OPINIÃO

Enquanto a fumaça branca não vem

Durante séculos, os conclaves vêm sendo organizados como se o tempo, lá dentro, obedecesse a outro calendário.

Nada de redes sociais, celulares ou vídeos clandestinos; ali, o silêncio é lei — e a fidelidade ao segredo, um sacramento.

O processo que elegerá o sucessor do Papa Francisco, que se inicia oficialmente nesta quarta-feira (7), já começou a ser desenhado nos últimos dias nos bastidores do Vaticano, com toda a liturgia que envolve o que talvez seja o evento mais secreto do planeta.

Na Capela Paulina, não apenas cardeais, mas também médicos, enfermeiros, ascensoristas, cozinheiros, motoristas e até o pessoal da limpeza prestaram um juramento solene diante das Escrituras.

Prometeram manter o mais absoluto silêncio sobre tudo o que direta ou indiretamente diga respeito ao conclave — sob pena de excomunhão, sim, esse rigor que há muito deixou de causar espanto por ali.

Durante os dias que durar a assembleia, os cardeais estarão hospedados na Casa Santa Marta, que pela terceira vez abriga os eleitores de um novo pontífice.

O edifício foi esvaziado por completo, e todos os demais hóspedes deslocados para casas paroquiais distantes. Só um nome destoará do rigor: o do cardeal Angelo Acerbi, com seus 99 anos, que permanecerá no local, embora já sem direito a voto.

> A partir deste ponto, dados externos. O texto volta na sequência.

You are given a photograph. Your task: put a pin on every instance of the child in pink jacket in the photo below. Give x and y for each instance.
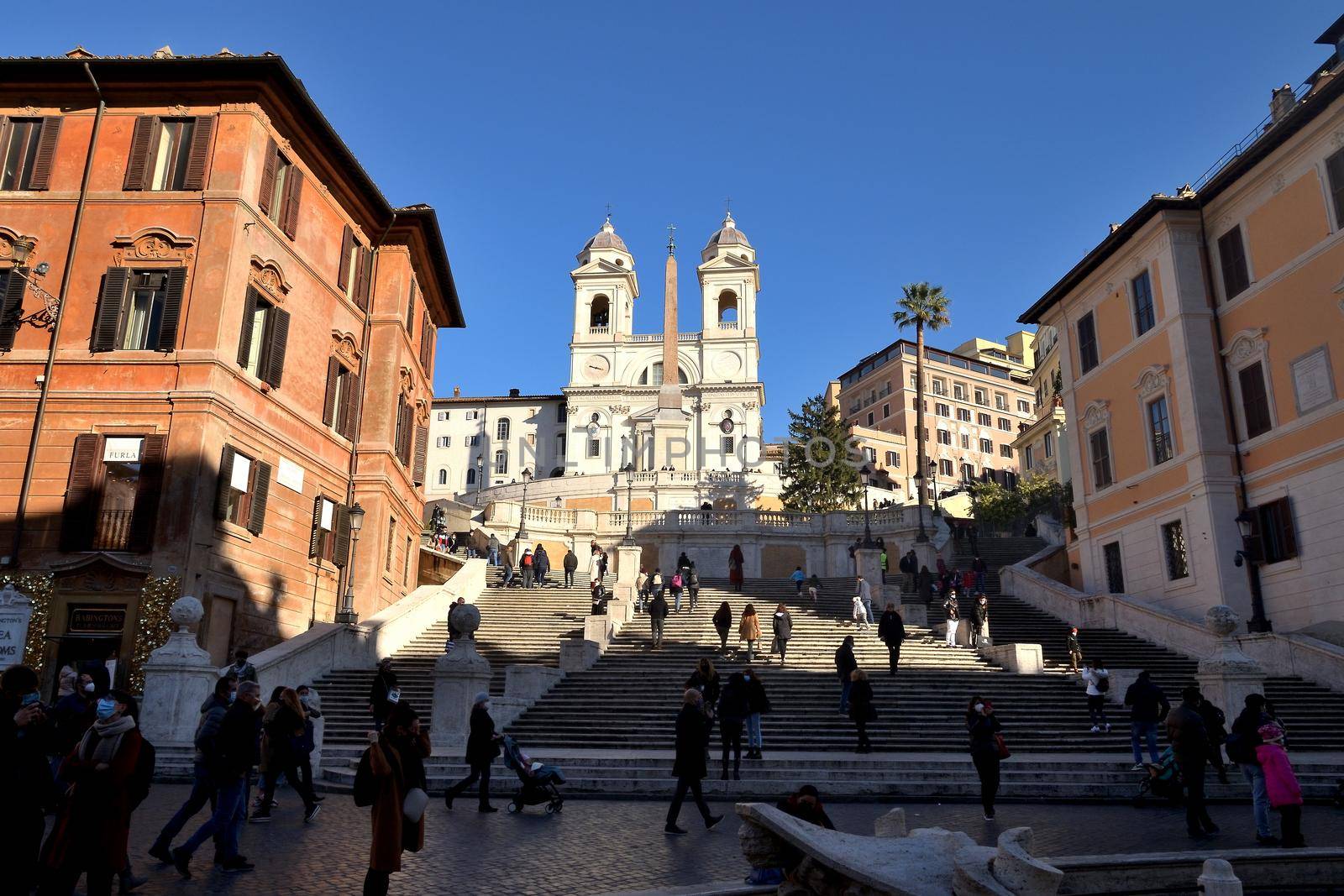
(1285, 795)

Na Capela Sistina, o cenário é sagrado e vigiado. Não há sinal de celular, televisão ou jornais.

Equipamentos que bloqueiam qualquer tentativa de comunicação foram instalados tanto no local da votação quanto na residência onde os cardeais dormem e se alimentam.

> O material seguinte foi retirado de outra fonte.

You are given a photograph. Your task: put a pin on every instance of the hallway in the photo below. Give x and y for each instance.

Antes da abertura do conclave, técnicos farão uma varredura final, em busca de microfones ou câmeras escondidas. O ritual é meticuloso e austero.

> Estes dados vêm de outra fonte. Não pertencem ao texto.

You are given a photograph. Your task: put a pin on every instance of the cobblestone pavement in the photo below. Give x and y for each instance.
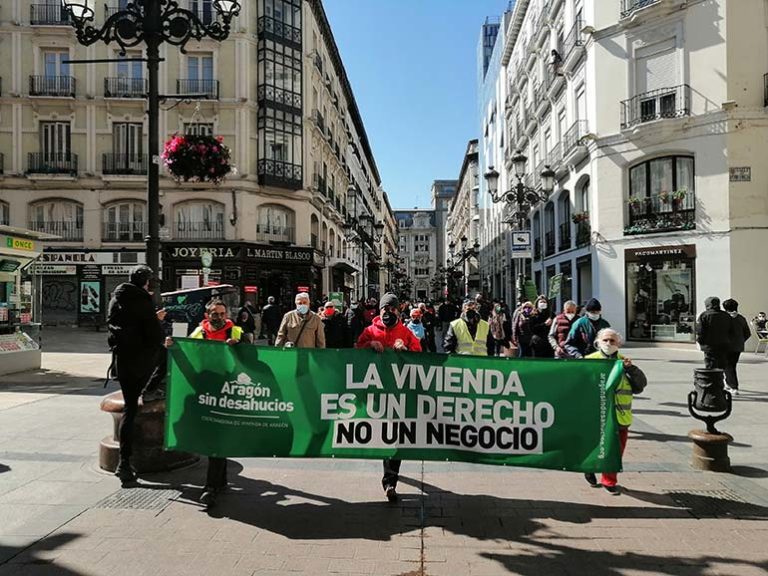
(60, 516)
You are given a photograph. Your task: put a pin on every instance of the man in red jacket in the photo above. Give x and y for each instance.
(386, 331)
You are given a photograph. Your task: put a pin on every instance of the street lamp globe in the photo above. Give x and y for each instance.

Ainda assim, o cotidiano dos príncipes da Igreja dentro da clausura não é de penitência, ao menos à mesa.

As refeições seguem o ritmo italiano — com entrada, prato principal e sobremesa. Vinho é permitido, em doses discretas. Mas a cozinha guarda suas próprias regras: frangos inteiros e bolos, por exemplo, são vetados. Melhor prevenir do que permitir que uma mensagem secreta venha embutida entre camadas de glacê.

As normas que regem esse processo vêm sendo lapidadas há séculos. O Papa Gregório X, no longínquo 1274, foi quem formalizou o conclave como o conhecemos: fechado a chave, sem comunicação com o mundo exterior e com prazos definidos.

Para conter os exageros temporais que marcavam os pleitos papais da época — o seu próprio conclave durou dois anos e nove meses — ele instituiu regras draconianas.

Três dias para eleger. Depois disso, racionamento. A partir do oitavo dia, pão, vinho e água.

Hoje, embora sem a urgência do jejum forçado, espera-se um processo breve.

Os cardeais têm reiterado, em conversas internas, que desejam um Papa de perfil pastoral, com voz para os dramas contemporâneos e presença para os dilemas de um mundo em transformação.

Enquanto isso, olhos atentos se voltam ao céu de Roma. Lá, no alto da Capela Sistina, uma singela chaminé se torna o centro simbólico da cristandade.

De sua fumaça escura, ainda em marcha, virá — em tempo incerto e solene — o sinal claro de que um novo nome foi escolhido.

E então, só então, o mundo saberá: Habemus Papam.